The Wicked Stage: Are movie adaptations the new literary adaptations in musicals?

Dubious. A word I would use to describe my views regarding movies that have been turned into musicals. I have always pegged them as a lesser musical, right up there with jukebox musicals as lacking originality. The West End is currently dominated by movie adaptations: Shrek, Ghost, Wizard of Oz, The Lion King, Billy Elliot, Singin’ in The Rain, Top Hat and, until recently, Legally Blonde. I would also argue Matilda gets a large amount of its audience from people of my generation who were obsessed with the film – whilst the stage show may be based on the book, the film has helped guarantee a fraction of its audience.

I seem to constantly find myself re-assessing my views on musicals, which probably goes with the ever-evolving nature of theatre. So recently I asked myself if adapting films is any different to adapting novels. Many of the great shows are based on novels: Phantom of the Opera, Showboat, Oklahoma! and Les Miserables, to name a few. In fact if you look closely, very few musicals are complete originals. Rodgers & Hammerstein only ever wrote one completely original show, Allegro, and it flopped. They earned their keep in the art of adaptation.

Maybe I simply made a low-brow/high-brow judgement and assumed literary adaptions are better on an intellectual level. However, Hammerstein would change the original stories, such as the musical Carousel which is based on the play Liliom. The play ends with Liliom failing in his quest to help his teenage daughter and is presumably sent to hell. In the musical Billy fails but then redeems himself by admitting his love for Julie and makes it to heaven. I can’t help but wonder if we could get away with such deviation in the plot in film adaptations, or if audiences would be disappointed that it isn’t how they saw it on screen. And it isn’t just me being given food for thought and questioning the current trend – Michael Billington of the Guardian wrote an article earlier this year on the effect film has on theatre: “I worry that theatre today is becoming lazily dependent on cinematic content”.

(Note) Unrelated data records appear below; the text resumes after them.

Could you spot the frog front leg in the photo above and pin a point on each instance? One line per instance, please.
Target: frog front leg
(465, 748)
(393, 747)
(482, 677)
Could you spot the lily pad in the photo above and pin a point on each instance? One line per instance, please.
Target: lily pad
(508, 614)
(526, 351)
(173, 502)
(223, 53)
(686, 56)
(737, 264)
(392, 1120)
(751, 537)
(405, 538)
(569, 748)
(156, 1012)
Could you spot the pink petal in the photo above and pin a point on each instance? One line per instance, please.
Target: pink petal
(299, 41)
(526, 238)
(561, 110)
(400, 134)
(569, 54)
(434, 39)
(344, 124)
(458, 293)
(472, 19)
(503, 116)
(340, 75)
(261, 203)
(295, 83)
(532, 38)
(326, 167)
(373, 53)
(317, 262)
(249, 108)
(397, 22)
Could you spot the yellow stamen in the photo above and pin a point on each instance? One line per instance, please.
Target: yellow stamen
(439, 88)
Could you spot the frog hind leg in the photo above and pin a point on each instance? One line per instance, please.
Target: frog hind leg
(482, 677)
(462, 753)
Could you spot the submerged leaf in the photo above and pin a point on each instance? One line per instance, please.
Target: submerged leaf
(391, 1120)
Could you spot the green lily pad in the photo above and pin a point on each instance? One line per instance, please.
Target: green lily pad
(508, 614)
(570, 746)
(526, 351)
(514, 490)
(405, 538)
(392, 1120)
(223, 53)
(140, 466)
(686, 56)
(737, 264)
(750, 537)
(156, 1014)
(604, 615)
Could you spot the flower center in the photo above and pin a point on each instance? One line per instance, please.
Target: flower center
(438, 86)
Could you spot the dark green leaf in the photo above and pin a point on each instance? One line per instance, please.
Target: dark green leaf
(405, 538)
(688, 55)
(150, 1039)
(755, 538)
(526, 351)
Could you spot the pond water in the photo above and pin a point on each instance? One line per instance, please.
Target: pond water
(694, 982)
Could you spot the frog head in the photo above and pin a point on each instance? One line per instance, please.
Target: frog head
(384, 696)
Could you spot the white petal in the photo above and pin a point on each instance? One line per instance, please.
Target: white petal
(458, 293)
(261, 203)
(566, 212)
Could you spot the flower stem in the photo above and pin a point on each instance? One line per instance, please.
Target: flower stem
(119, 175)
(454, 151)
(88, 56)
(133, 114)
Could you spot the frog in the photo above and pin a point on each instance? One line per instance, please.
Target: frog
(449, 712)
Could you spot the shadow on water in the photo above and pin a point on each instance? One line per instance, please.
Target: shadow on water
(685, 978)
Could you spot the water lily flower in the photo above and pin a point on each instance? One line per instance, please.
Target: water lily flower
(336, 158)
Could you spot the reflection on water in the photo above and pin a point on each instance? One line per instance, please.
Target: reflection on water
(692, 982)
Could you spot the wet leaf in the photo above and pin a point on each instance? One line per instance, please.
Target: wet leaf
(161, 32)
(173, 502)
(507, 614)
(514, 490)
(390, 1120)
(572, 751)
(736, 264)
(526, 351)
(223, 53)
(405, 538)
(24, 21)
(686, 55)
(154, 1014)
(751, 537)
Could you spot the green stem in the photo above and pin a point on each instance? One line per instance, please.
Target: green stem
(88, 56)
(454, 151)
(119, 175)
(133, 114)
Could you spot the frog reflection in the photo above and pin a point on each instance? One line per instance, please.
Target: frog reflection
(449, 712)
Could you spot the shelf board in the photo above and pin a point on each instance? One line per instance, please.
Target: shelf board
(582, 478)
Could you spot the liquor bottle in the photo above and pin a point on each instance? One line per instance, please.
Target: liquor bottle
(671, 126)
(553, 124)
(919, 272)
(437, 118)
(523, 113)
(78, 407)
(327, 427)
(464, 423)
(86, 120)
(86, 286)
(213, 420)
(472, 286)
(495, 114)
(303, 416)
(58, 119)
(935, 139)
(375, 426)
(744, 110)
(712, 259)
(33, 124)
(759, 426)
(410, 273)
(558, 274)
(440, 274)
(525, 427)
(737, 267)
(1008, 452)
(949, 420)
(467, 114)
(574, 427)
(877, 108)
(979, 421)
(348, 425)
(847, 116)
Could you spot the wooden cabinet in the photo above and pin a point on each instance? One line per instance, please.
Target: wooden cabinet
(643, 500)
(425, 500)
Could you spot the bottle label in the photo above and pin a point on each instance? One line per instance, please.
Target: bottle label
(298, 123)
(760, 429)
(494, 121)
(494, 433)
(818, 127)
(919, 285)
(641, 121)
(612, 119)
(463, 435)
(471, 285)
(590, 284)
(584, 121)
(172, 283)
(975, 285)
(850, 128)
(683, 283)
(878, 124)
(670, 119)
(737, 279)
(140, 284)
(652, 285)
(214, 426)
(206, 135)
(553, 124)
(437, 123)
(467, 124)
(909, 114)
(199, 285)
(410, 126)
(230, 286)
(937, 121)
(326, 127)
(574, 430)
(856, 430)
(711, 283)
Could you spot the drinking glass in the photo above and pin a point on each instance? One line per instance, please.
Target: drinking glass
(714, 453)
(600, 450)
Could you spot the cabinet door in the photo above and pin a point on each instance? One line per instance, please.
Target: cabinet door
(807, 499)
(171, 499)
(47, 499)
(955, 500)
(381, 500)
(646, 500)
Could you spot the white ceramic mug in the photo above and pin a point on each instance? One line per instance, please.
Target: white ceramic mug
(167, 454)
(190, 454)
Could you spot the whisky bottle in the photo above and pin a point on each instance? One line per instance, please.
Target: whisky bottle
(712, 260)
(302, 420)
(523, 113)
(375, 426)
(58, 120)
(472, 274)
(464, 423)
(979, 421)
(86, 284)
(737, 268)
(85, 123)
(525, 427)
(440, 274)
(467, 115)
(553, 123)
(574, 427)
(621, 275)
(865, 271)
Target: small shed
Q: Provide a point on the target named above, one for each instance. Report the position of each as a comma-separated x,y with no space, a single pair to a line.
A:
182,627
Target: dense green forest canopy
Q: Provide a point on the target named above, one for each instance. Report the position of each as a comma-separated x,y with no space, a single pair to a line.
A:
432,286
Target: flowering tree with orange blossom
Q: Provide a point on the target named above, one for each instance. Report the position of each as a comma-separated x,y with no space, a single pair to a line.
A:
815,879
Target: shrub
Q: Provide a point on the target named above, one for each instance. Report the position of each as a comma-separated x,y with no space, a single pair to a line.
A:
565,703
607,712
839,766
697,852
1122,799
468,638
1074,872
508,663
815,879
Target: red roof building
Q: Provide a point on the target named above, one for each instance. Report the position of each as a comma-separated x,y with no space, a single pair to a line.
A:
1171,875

It isn’t just the form I am re-assessing, but also the shows themselves. Ghost – The Musical is based on the film, yet has a completely new score except for ‘Unchained Melody’. I understand why it was used; I can imagine fans of the film demanding refunds because that song is so synonymous with the film for them. The writers of Ghost don’t let it detract from the rest of the score though – songs like ‘With You’ break your heart just like the film, and its modern staging and special effects are also a draw in their own right. It’s this avoidance of using song and music from the films that has made me re-consider my original viewpoint, as many movie adaptations have a completely original score.

For producers, adapting stories we already know has always given a level of security because you already have a guaranteed audience. This is what helps musicals: We Will Rock You was panned by the critics on opening night but audiences loved it for the popular Queen songs. Film and cinema dominate our cultural identity so it makes sense that we would turn to them for stories to turn into musicals and long will it continue. Yet I will always have a slight initial unease about these musicals despite how good the shows are. For me I think Billington sums it up: “I just wish the writers of new musicals would occasionally look beyond Hollywood hits for their inspiration”.